III.
Seneka1
(4?—65 n. Chr.).
„Aber auch du," wendet man ein, „befleißigst dich der
Tugend nur darum, weil du von ihr irgendein Vergnügen
hoffest." — Für’s erste, wenn die Tugend je ein Ver¬
gnügen gewähren wird, so folgt daraus nicht, daß man
ihr um deswillen nachstrebt. Man muß nicht sagen, sie
gewährt Vergnügen, sondern sie gewährt es mit, denn es ist
ihr bei ihrem Bestreben nicht darum zu tun, sondern das
Bemühen um sie, wenn es gleich dabei auf etwas anderes
abgesehen ist, wird jenes zugleich mit erreichen. So wie
auf einem Gefilde, das man für die Saat ausgepfftgt hat,
diese oder jene Blumen mit aufwachsen, ohne daß man
diesen Pflänzlein zuliebe, obwohl sie das Auge ergötzen,
soviel Arbeit aufgewendet hat, die Absicht des Sämannes
war eine andere, das ist nur dazu gekommen: also ist
auch das Vergnügen nicht der Lohn, noch der Beweggrund
zur Tugend, sondern eine Zugabe; und man hat nicht
Wohlgefallen an ihr, weil sie ergötzt, sondern, weil man
Wohlgefallen an ihr hat, so ergötzt sie. Das höchste Gut
liegt im Innersten des Bewußtseins und in dem Wesen
einer edlen Seele, und wenn diese ihre Bahn vollendet
und sich in ihre Sphäre eingeschlossen hat, so ist das
höchste Gut errungen und sie will weiter nichts mehr. —
Über das hinaus, was das Ganze ist, gibt es nichts, so
wenig, als etwas, das über das Ende hinausgeht. Darum
bist du schon irre, wenn du fragst, was es sei, weshalb
ich mir die Tugend zum Ziele setze. Da fragst du ja nach
etwas, das über den Höhen stände. — Was ich Gewinn
wolle von der Tugend, fragst du?
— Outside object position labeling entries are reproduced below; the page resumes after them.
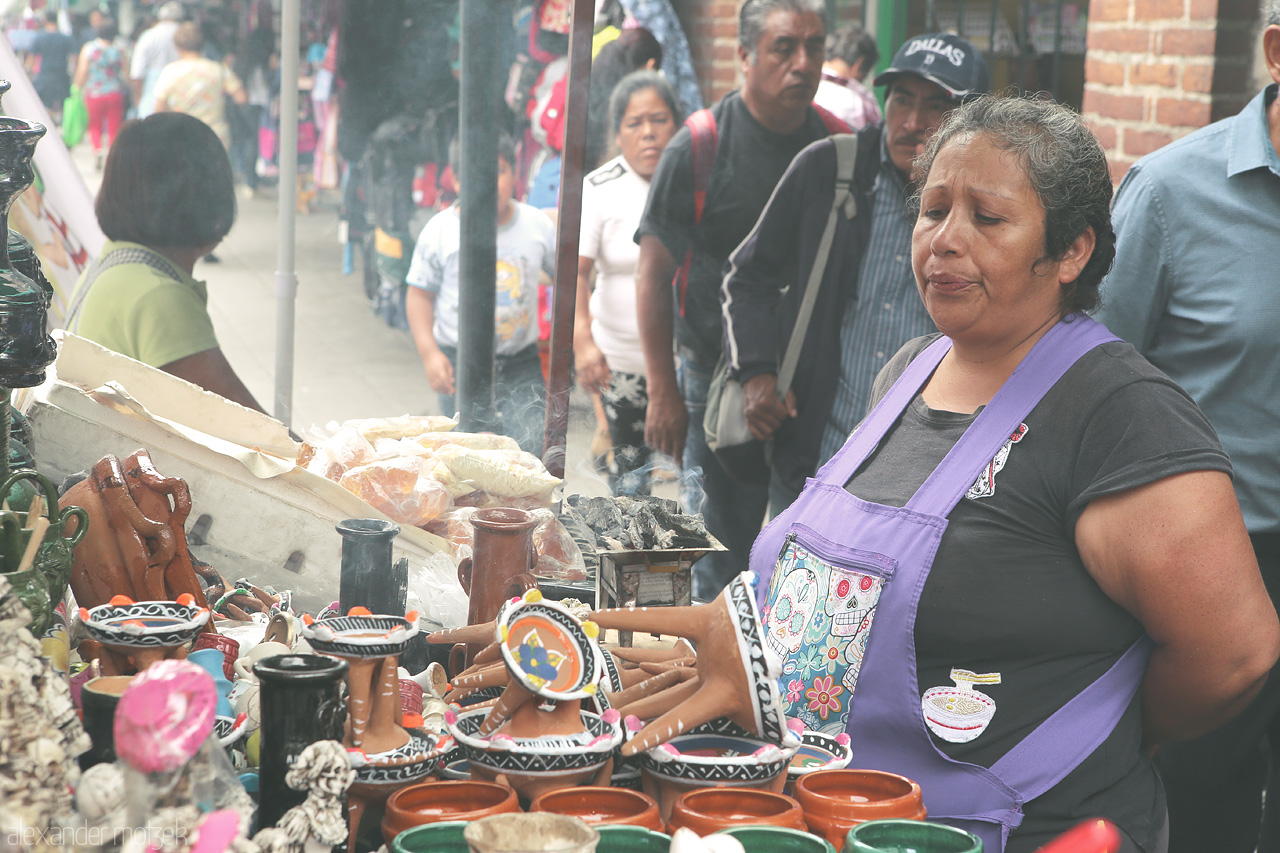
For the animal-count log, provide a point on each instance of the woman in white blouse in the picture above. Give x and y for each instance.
(644, 117)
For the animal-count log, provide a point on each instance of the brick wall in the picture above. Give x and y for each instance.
(711, 27)
(1159, 69)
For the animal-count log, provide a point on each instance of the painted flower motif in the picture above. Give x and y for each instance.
(812, 661)
(832, 653)
(824, 697)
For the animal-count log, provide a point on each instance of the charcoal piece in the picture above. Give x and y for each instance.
(641, 528)
(604, 516)
(688, 530)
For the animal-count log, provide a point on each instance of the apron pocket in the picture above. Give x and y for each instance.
(818, 617)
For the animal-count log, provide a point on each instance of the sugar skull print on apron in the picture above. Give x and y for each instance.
(841, 580)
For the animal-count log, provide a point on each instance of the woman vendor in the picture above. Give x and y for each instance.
(167, 199)
(1027, 566)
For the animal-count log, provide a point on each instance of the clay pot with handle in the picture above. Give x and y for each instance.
(835, 801)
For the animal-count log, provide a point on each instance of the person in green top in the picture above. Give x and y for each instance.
(167, 199)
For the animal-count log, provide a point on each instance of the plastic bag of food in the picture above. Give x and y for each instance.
(506, 473)
(432, 466)
(402, 427)
(336, 455)
(471, 441)
(398, 488)
(558, 556)
(455, 527)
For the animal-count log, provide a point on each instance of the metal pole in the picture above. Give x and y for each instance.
(286, 273)
(568, 227)
(478, 255)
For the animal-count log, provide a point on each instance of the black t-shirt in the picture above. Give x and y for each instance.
(749, 163)
(1008, 592)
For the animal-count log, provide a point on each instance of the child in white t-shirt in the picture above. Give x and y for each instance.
(526, 247)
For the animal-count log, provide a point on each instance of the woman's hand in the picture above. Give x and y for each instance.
(593, 370)
(439, 372)
(1175, 555)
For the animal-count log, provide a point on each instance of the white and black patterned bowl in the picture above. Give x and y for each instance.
(228, 733)
(146, 624)
(763, 666)
(415, 760)
(718, 753)
(548, 756)
(360, 635)
(821, 751)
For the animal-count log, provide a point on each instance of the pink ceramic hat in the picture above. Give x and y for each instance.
(164, 716)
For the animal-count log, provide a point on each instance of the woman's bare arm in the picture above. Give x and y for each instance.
(211, 372)
(1175, 555)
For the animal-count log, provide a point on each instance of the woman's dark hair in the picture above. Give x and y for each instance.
(188, 36)
(167, 183)
(106, 30)
(1064, 164)
(625, 54)
(634, 83)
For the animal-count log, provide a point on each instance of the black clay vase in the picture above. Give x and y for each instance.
(369, 578)
(301, 702)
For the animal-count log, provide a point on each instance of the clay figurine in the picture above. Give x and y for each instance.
(734, 675)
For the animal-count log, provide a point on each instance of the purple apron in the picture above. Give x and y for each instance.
(837, 573)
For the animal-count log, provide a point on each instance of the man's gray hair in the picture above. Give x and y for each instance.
(1064, 164)
(754, 13)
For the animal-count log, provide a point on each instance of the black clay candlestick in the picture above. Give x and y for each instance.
(301, 702)
(369, 578)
Sie selbst. Hat sie
doch nichts Besseres, denn sie ist sich selbst ihr Preis. —
Oder ist das etwa nicht herrlich genug? Wenn ich dir
1 Abgedruckt aus „Vom glückseligen Leben“, Kap. 9—11.
Herausgegeben von Alexander von Gleichen-Rußwurm. Deutsche
Bibliothek, Berlin.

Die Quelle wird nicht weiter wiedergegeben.